Imagine my surprise when, last weekend—on one of those trips to the mall where the sleepy-eyed husband gets deputized by the wife in resolute quest of a wedding present—I strayed into a tiangge stall selling the usual santos and hardwood benches and spotted, in a corner of a glass case, the unmistakable flat-top cap and gold pocket clip of a 1920s pen. I asked to see it, and my hands shook as I confirmed that I was holding a near-perfect example of a Swan Eternal No. 48, a huge fountain pen as fat as a cigar (it’s a boy thing, this pen envy) in a gold-trimmed rosewood finish and the biggest nib you ever saw, a No. 8 (most fountain pens, by comparison, sport nothing bigger than a No. 2). The patent date on the clip said “Jan. 19, 1915” although the pen itself was made, according to my trusty references, between 1924 and 1929. Hallelujah!

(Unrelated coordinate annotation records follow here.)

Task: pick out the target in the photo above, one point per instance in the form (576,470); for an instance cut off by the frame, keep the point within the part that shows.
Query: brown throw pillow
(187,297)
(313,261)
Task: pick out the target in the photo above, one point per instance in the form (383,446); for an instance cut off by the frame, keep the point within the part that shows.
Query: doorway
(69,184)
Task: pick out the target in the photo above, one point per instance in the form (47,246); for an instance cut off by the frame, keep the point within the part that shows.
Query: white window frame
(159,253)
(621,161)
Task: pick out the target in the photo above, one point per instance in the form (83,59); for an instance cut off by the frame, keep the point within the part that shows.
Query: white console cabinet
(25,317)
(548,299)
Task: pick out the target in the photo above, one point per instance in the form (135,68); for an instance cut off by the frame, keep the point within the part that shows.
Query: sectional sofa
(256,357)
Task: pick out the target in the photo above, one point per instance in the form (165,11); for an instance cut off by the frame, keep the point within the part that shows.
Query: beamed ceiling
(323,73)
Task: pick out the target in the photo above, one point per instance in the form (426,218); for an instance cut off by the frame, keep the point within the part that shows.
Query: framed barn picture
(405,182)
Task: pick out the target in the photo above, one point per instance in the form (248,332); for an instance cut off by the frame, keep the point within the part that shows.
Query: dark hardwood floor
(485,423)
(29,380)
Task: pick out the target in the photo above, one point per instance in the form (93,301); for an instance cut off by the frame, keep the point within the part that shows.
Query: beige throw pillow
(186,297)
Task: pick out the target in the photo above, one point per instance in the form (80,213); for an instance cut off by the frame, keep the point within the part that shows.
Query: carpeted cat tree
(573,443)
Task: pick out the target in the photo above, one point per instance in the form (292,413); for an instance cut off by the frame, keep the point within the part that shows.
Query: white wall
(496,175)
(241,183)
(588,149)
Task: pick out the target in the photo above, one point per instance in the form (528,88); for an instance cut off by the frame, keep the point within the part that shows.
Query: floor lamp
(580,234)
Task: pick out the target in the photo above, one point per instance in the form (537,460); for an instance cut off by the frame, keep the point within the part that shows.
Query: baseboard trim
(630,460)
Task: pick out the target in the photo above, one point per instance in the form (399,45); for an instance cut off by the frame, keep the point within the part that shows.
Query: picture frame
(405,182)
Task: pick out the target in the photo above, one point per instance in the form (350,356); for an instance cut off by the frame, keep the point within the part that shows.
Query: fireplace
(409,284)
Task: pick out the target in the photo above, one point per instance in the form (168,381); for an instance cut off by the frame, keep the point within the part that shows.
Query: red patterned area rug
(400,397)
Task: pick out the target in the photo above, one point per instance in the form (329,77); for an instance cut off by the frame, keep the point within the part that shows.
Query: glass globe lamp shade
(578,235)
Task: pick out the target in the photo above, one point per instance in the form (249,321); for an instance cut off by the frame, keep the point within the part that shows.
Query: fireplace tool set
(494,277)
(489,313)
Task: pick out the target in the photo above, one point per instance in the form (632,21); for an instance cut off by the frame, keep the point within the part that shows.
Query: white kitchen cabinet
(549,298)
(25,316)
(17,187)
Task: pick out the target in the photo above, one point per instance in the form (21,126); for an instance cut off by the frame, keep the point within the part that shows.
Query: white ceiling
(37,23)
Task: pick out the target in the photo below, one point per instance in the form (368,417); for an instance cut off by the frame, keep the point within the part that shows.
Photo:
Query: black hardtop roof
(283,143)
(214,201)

But first I had to ask, in a dry croak, “How much?”

The man behind the counter consulted a woman who was doing the books. “Five hundred,” she said casually. I felt faint: P500 for a fancy Bic may be outrageous to you, but if they had ten of these and I had P5,000 on me I would have bought them up and retired on the profits. The pricing also told me that the sellers had probably found the pen among other effects in a large estate (you had to be very rich to own an accessory like this in the late ’20s) and had, themselves, paid very little if anything for it; many old pens come as bonuses to buyers of many-drawered antique cabinets, or even of cigar boxes, where they tended to be kept and forgotten.

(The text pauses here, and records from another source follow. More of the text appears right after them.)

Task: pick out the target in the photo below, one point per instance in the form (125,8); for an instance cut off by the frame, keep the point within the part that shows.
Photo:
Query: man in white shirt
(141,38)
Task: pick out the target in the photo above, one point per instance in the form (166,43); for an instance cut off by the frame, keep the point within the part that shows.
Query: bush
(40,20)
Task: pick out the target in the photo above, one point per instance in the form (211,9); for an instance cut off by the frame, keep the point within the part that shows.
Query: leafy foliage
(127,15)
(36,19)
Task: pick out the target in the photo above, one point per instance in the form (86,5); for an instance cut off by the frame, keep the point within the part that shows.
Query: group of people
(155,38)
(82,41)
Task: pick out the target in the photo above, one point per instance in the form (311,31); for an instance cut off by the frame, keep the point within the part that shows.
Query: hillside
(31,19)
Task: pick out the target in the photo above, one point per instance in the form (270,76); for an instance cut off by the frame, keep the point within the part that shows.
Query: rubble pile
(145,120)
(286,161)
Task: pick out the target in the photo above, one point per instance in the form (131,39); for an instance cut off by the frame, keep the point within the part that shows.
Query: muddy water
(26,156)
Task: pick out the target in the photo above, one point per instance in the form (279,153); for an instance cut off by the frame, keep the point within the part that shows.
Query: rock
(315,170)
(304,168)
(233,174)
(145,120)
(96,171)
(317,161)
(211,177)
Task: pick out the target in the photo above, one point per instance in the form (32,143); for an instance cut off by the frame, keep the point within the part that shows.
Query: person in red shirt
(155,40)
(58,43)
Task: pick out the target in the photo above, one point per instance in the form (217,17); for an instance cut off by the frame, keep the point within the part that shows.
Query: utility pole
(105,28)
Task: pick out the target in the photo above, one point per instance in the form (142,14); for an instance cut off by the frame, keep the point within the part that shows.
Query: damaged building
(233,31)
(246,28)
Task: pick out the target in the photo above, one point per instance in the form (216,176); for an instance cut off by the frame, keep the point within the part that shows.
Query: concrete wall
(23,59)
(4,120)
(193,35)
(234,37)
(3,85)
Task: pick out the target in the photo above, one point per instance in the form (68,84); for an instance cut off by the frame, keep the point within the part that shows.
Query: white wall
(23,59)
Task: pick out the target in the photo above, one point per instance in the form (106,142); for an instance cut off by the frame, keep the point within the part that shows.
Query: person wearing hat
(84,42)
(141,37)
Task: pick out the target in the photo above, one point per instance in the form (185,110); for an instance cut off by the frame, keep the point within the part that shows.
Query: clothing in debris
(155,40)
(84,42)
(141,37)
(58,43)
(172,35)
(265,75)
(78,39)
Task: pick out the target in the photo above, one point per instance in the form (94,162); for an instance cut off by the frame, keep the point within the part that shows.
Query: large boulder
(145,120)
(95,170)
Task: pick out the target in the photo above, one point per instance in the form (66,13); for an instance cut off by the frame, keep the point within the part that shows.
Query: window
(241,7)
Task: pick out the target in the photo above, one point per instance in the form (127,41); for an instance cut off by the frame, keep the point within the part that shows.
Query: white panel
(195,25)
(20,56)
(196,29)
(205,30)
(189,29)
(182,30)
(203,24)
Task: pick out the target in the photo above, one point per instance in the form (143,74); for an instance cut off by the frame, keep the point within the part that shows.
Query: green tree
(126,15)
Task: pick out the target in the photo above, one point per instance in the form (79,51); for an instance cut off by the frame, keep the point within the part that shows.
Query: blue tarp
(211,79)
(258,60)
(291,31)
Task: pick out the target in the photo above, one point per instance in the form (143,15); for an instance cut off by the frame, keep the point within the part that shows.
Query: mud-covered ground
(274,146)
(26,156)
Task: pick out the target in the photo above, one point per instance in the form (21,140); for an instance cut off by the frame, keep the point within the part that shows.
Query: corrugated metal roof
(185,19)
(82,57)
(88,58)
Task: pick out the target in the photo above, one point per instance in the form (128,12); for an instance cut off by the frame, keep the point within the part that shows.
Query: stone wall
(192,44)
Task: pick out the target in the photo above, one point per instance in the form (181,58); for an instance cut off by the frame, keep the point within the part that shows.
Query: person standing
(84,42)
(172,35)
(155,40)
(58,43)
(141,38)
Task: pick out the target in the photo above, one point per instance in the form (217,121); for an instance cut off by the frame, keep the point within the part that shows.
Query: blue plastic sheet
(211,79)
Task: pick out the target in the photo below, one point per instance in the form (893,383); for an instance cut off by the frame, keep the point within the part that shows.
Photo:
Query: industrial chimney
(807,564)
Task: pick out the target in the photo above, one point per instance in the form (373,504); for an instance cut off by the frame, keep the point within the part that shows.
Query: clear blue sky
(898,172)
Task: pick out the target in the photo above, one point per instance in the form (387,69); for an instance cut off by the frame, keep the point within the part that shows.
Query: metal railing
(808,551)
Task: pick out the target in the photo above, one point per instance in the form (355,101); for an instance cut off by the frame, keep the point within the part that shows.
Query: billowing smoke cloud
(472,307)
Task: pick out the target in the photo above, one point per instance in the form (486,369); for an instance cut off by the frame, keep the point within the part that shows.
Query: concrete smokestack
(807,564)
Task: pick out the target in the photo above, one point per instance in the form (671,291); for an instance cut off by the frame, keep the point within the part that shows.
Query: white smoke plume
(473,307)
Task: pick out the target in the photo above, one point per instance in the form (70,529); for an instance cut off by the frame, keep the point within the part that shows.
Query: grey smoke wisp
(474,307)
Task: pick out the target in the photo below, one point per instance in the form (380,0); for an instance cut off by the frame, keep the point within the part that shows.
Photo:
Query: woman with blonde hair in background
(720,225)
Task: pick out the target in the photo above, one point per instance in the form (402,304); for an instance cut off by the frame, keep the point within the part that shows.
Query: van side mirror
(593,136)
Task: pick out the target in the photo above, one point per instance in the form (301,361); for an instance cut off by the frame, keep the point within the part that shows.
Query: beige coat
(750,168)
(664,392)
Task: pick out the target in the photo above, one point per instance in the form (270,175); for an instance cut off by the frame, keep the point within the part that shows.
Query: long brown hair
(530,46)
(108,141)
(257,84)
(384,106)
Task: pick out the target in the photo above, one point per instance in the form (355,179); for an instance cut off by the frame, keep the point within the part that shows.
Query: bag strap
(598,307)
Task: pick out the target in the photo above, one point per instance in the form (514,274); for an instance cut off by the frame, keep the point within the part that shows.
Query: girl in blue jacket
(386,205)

I forked the money over. The man hesitated and my heart skipped a beat. “I’m sorry,” he said, “but we don’t have a small box to put it in.”

“Oh, that’s all right,” I managed to say, taking full and final possession of the Swan and sticking it into my pocket, where I was certain that God Almighty had always intended it to belong. Surely, there was more than a touch of justice here. How many times, during my months in England, had I revisited and salivated over the fabulous pens on Portobello Road, going home to Norwich with little more than a jar of bagoong and a packet of Chippy from the Filipino food store at Earls Court? Just how many of the half-dozen Pinoys who can tell a Swan Eternal from a Rubber Ducky stumble into one, in a mall buzzing with Nokia ringtones, and get to bring it home for the price of a phone card?

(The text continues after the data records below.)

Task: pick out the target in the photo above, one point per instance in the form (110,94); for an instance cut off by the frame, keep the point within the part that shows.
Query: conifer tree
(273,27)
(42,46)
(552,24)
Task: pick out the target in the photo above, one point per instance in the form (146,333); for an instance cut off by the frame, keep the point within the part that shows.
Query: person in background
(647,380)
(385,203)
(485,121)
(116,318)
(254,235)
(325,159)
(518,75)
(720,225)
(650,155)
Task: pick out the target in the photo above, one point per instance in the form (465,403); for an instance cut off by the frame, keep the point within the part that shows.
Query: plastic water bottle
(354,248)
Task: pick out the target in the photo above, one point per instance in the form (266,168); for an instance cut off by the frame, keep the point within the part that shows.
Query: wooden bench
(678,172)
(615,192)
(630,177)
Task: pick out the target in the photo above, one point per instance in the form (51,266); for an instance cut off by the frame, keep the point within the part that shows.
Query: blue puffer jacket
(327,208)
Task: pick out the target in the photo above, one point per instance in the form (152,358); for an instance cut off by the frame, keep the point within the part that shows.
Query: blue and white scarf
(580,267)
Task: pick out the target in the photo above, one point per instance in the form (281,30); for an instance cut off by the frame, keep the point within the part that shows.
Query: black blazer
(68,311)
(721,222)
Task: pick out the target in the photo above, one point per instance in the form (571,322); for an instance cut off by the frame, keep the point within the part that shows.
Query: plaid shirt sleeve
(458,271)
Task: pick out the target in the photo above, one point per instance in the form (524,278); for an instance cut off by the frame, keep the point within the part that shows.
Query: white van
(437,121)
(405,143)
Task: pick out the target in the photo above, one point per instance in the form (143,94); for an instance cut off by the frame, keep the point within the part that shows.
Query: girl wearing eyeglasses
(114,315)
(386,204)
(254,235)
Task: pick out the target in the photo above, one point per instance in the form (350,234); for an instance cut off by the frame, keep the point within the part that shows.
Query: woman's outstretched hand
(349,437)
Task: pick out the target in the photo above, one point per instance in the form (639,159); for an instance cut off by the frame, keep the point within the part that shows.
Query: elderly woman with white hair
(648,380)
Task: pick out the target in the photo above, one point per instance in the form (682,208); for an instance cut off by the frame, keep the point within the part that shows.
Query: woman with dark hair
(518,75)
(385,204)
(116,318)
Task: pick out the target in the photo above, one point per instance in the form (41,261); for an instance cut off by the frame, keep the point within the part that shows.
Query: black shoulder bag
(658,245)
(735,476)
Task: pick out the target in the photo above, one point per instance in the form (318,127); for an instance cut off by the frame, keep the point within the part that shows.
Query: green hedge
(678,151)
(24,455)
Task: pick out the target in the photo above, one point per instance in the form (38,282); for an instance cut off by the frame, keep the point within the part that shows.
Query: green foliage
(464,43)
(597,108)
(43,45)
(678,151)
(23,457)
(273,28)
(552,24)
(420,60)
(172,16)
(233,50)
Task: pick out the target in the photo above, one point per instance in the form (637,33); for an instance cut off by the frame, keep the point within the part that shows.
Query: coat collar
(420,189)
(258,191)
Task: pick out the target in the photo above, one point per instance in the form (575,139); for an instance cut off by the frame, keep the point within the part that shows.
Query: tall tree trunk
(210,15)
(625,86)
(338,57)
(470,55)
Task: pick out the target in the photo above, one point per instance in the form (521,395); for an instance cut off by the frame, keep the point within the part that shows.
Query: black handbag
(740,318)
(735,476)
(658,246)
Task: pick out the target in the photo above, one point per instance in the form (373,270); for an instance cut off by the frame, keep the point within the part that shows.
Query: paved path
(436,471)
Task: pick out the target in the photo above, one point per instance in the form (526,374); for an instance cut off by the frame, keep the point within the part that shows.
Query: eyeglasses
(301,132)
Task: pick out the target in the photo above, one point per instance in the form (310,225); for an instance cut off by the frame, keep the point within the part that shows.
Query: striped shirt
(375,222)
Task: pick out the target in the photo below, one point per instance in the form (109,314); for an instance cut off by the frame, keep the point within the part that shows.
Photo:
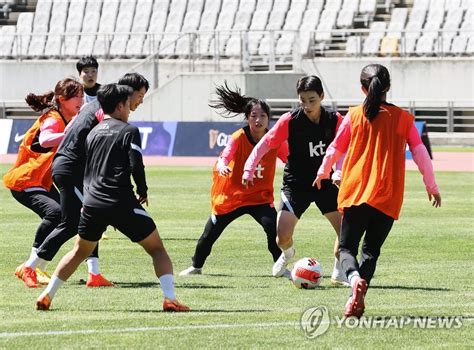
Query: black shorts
(129,218)
(296,201)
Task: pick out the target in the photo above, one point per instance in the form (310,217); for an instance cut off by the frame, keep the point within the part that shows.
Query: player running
(229,199)
(113,154)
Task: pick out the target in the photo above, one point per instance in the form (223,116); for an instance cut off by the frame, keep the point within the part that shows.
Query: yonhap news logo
(315,321)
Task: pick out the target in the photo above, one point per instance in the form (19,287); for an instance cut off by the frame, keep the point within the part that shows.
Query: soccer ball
(307,273)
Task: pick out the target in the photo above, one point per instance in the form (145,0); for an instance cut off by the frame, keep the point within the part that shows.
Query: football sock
(53,286)
(353,277)
(289,253)
(34,260)
(167,285)
(93,265)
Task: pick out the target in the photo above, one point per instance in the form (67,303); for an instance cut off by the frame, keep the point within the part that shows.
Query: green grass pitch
(425,269)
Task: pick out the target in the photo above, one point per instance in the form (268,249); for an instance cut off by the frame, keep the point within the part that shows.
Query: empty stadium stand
(235,28)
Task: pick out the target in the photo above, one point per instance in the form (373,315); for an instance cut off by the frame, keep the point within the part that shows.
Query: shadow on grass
(412,288)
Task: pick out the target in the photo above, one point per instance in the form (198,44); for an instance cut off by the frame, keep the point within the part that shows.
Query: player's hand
(246,183)
(224,171)
(436,197)
(336,178)
(143,200)
(317,181)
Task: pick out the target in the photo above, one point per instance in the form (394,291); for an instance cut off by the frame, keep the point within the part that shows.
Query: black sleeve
(136,162)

I treated Beng out to a lunch of noodles and siopao and proudly showed her my prize find. She herself prefers to pick up old blue and ruby-red bottles, but has developed a grudging respect for and even some expertise in my objects of choice—once spotting, at a cowshed fair in Ohio, a circa-1930 lapis-blue Parker Duofold Junior which I bought for $5 and later traded for my first Montblanc. “It’s gorgeous,” she agreed, “but you should have asked for a discount.” Spoken, I suppose, like a true shopper.

But this wasn’t shopping, Beng. This was serendipity, for which I can only thank my lucky stars and, yes, you, for dragging me out of my Sunday-morning stupor to find kitchenware for newlyweds.